The internet is clearly on its way to a new phase in which much of what we now think of as “online” will be presented in the form of a virtual world. Games, entertainment, and parts of the workplace will be the first to transition, but technology will evolve to appeal to everything else, and ultimately, the risk of staying out of the metaverse will outweigh the risk of joining, for companies.

But there’s a serious timing issue attached to all the hype about a $13 trillion market. The concept of both the metaverse and a distinctive transition to a new phase of the internet may have been around for some time, but the truly explosive speculation on the subject reached its peak at a time when the world felt uniquely receptive to the idea of ​​life. in a virtual world.

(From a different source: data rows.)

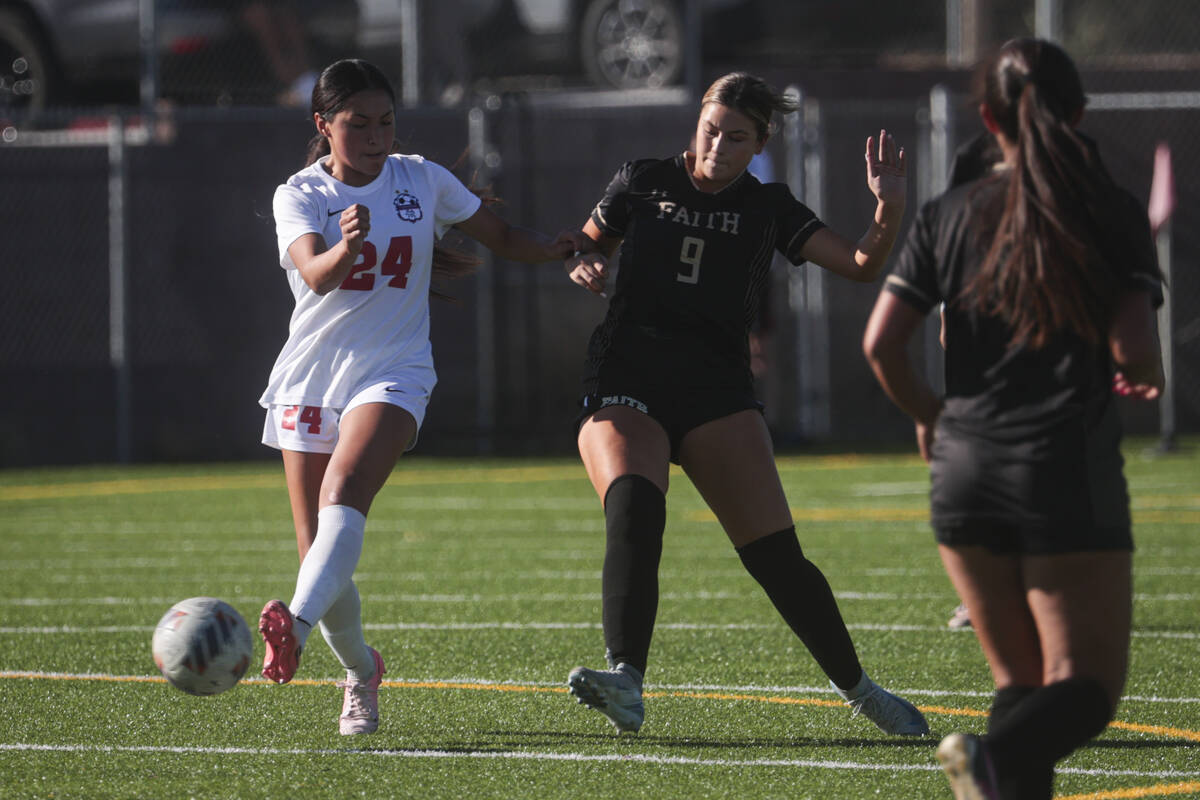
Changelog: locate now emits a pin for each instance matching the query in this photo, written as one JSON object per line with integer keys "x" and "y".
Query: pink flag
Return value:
{"x": 1162, "y": 188}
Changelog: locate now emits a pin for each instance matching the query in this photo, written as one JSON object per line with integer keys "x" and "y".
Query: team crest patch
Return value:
{"x": 408, "y": 208}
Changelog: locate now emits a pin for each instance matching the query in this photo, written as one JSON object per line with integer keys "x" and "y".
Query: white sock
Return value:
{"x": 328, "y": 567}
{"x": 342, "y": 629}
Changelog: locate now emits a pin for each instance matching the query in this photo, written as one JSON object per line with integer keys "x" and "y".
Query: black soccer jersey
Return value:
{"x": 693, "y": 268}
{"x": 994, "y": 389}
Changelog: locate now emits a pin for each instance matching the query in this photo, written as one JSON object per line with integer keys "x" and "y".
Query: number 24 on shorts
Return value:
{"x": 307, "y": 415}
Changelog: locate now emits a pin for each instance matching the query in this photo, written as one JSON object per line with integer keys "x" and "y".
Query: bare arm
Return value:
{"x": 886, "y": 344}
{"x": 863, "y": 260}
{"x": 589, "y": 265}
{"x": 324, "y": 268}
{"x": 1133, "y": 341}
{"x": 517, "y": 244}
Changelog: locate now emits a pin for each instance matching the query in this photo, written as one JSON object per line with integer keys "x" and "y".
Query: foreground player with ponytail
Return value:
{"x": 357, "y": 230}
{"x": 669, "y": 380}
{"x": 1049, "y": 278}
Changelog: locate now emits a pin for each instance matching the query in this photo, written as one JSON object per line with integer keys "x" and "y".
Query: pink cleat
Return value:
{"x": 360, "y": 705}
{"x": 282, "y": 657}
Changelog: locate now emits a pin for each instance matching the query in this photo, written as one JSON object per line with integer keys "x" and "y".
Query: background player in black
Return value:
{"x": 1049, "y": 277}
{"x": 669, "y": 379}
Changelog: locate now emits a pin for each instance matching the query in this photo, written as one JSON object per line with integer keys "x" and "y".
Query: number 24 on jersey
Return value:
{"x": 396, "y": 263}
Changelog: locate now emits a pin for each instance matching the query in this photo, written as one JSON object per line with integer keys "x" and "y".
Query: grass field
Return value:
{"x": 480, "y": 585}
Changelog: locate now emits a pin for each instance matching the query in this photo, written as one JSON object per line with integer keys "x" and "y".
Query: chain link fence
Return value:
{"x": 145, "y": 304}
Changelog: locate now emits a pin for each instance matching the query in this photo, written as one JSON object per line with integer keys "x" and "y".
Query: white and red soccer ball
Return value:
{"x": 202, "y": 645}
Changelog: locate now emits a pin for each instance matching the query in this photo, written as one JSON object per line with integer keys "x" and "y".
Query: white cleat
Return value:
{"x": 616, "y": 693}
{"x": 360, "y": 702}
{"x": 967, "y": 767}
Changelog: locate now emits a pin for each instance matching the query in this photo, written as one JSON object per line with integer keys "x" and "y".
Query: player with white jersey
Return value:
{"x": 358, "y": 232}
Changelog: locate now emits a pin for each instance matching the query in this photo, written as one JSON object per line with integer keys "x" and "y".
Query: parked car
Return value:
{"x": 67, "y": 52}
{"x": 615, "y": 43}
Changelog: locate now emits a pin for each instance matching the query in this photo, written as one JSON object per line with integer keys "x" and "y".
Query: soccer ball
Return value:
{"x": 202, "y": 645}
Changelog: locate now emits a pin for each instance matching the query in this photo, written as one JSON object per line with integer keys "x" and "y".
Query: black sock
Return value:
{"x": 803, "y": 596}
{"x": 1035, "y": 781}
{"x": 1049, "y": 723}
{"x": 635, "y": 515}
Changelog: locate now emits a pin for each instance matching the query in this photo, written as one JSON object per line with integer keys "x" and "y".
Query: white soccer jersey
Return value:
{"x": 377, "y": 322}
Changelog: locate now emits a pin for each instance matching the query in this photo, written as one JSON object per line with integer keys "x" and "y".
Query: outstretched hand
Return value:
{"x": 569, "y": 242}
{"x": 887, "y": 169}
{"x": 1121, "y": 385}
{"x": 589, "y": 270}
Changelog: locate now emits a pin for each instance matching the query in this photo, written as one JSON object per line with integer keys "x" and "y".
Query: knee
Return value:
{"x": 345, "y": 488}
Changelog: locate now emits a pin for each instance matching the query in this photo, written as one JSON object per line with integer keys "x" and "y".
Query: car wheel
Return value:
{"x": 633, "y": 43}
{"x": 27, "y": 73}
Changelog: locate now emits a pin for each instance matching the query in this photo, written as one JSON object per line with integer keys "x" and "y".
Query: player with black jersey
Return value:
{"x": 1049, "y": 278}
{"x": 667, "y": 379}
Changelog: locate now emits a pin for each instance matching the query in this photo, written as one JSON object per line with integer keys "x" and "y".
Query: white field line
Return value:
{"x": 556, "y": 626}
{"x": 33, "y": 674}
{"x": 479, "y": 597}
{"x": 514, "y": 755}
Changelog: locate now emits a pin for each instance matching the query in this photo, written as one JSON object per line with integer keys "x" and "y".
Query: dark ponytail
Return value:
{"x": 337, "y": 83}
{"x": 1050, "y": 265}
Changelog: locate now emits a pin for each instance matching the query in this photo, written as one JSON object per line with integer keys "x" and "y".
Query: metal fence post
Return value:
{"x": 118, "y": 287}
{"x": 933, "y": 180}
{"x": 1167, "y": 402}
{"x": 814, "y": 330}
{"x": 409, "y": 54}
{"x": 148, "y": 44}
{"x": 485, "y": 292}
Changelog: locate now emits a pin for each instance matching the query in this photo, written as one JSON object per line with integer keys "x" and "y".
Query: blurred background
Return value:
{"x": 141, "y": 143}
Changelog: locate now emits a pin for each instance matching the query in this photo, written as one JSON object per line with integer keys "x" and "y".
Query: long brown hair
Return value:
{"x": 753, "y": 96}
{"x": 337, "y": 83}
{"x": 1050, "y": 263}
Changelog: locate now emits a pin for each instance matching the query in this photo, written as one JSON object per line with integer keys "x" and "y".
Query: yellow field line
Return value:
{"x": 1115, "y": 794}
{"x": 1159, "y": 731}
{"x": 1138, "y": 792}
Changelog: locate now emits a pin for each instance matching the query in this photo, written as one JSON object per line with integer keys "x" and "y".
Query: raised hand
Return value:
{"x": 887, "y": 169}
{"x": 1121, "y": 385}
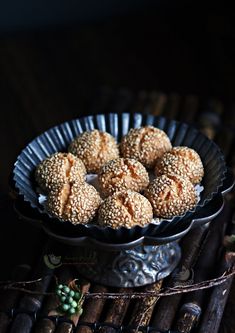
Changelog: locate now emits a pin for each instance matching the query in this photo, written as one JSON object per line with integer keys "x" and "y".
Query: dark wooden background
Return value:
{"x": 55, "y": 74}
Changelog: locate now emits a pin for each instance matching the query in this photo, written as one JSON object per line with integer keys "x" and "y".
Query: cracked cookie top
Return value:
{"x": 94, "y": 148}
{"x": 145, "y": 144}
{"x": 59, "y": 169}
{"x": 125, "y": 208}
{"x": 122, "y": 174}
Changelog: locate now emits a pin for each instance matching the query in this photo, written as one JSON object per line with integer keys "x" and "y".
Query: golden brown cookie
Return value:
{"x": 122, "y": 174}
{"x": 145, "y": 144}
{"x": 125, "y": 208}
{"x": 77, "y": 203}
{"x": 59, "y": 169}
{"x": 94, "y": 148}
{"x": 182, "y": 161}
{"x": 171, "y": 195}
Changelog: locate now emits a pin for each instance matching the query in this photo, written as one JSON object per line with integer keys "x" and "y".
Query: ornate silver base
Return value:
{"x": 130, "y": 268}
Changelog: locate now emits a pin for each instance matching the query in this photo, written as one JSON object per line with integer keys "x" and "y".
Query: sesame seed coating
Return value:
{"x": 122, "y": 174}
{"x": 182, "y": 161}
{"x": 125, "y": 208}
{"x": 94, "y": 148}
{"x": 171, "y": 195}
{"x": 77, "y": 202}
{"x": 59, "y": 169}
{"x": 145, "y": 144}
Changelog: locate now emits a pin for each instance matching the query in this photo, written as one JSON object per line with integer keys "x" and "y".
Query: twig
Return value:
{"x": 164, "y": 292}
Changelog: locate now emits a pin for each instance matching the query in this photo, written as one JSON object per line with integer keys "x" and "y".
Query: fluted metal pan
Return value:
{"x": 59, "y": 137}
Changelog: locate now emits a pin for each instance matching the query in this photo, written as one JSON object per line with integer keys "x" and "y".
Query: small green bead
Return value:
{"x": 65, "y": 307}
{"x": 63, "y": 298}
{"x": 72, "y": 311}
{"x": 77, "y": 295}
{"x": 66, "y": 289}
{"x": 74, "y": 304}
{"x": 80, "y": 311}
{"x": 71, "y": 293}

Facebook’s October announcement and the events of the months that followed came when much of the world had been forced by the pandemic to replace the norms of the social world and work life with their digital versions. The prospect of finally getting out of this phase seemed, at that moment, to be under serious threat from the omicron variant. Therefore, the moment was especially propitious to plant the idea that this forced transition from the real world to the digital would become a regular cycle and therefore millions or even billions of people could decide, very logically, that the virtual world was the refuge. safer.

That the world will fully emerge from the pandemic is not an inescapable conclusion, but the places that have moved the furthest towards a return to normalcy are a reminder that the real world – with all its splendor and disasters – will always be a fiercely difficult competitor for the world. virtual world.